The most obvious strategy for lowering employer contribution is to pass costs to employees, either as higher employee premiums, higher deductible plans, removing employer contribution to HSAs and FSAs, increasing co-pays and coinsurance, or just decreasing covered services. While these changes may avoid the tax, they will only decrease the healthcare costs of an employer’s work force if the employee then turns around and spends their healthcare dollars wisely. Alternatively, if employees just avoid healthcare they need due to cost, it could result in more expensive hospitalizations and sick days down the road.

Second, “high-cost” plans are not necessarily “benefit-rich” plans. Sicker populations, including the elderly and chronically ill, and populations with more women are simply more expensive to insure. Despite attempts to tailor their plans, employers will not be able to decrease their community rating if they have large numbers of older employers and women. Especially considering the ACA requires more comprehensive coverage for some areas like preventative and obstetrical care, creating a “bare bones” plan is actually antithetical to the rest of the ACA. To dodge this internal inconsistency, workers will likely find themselves in the exchanges. While these workers will still have a health insurance option, if it happens in great numbers it will affect the cost of premiums in the exchanges. In other words, the exchanges will take on the risk and cost of insuring older and sicker workers without the balance of the young-healthy population to share the cost.

Finally, given that state and local employers frequently use benefits to make up for lower salaries, the tax will likely affect wages. This may result in increased salary, but will definitely result in decreased benefits, higher premiums, and more cost sharing. Due to the misalignment of inflation and the cost of healthcare—healthcare costs rise faster than inflation—a subtle whittling of plans each year to avoid the Cadillac tax will eventually lead to an underinsured work force. We are already hearing stories about people taking on higher deductible plans where the deductible exceeds their ability to pay. In other words, the Affordable Care Act will result in unaffordable plans and an underinsured workforce.
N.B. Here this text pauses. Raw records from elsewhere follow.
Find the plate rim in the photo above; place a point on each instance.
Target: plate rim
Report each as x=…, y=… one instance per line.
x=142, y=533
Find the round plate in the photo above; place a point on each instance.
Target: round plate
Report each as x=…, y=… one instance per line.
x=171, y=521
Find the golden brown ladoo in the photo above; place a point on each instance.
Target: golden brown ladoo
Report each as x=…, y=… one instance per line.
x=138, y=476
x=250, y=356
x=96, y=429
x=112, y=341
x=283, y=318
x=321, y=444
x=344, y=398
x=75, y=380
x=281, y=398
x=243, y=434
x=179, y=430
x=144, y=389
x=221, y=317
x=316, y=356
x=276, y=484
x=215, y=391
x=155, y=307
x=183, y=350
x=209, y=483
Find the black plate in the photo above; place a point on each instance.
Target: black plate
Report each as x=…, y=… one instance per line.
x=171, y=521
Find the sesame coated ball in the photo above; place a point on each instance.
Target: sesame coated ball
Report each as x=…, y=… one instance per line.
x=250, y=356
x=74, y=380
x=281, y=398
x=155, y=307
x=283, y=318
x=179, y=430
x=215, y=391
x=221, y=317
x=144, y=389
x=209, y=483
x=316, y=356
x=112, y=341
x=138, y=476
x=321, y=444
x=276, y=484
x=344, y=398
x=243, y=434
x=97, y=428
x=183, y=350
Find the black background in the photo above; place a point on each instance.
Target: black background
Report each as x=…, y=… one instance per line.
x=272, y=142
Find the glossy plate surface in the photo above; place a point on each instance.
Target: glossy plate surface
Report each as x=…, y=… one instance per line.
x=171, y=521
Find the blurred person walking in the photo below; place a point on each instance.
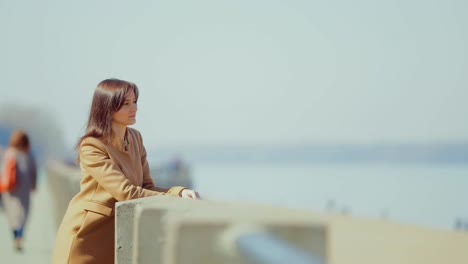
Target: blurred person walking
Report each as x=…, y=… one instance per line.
x=114, y=168
x=18, y=179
The tax will stimulate private-sector innovation

On the other hand, the Cadillac tax could have a positive impact on the pricing of healthcare if employers take into account the long-term effects of their immediate maneuvers to avoid the tax. Rather than scheming to avoid the tax at all costs, employers can accept some portion of increased tax while instituting cost-sharing mechanisms that use consumer shopping and market forces to drive down overall healthcare prices. For example, employers can employ strategies like referenced-based pricing and consolidation of services with specific providers to allow for lower contracted costs. Creative solutions like these will actually decrease the cost of care, not just move money around on the balance sheet.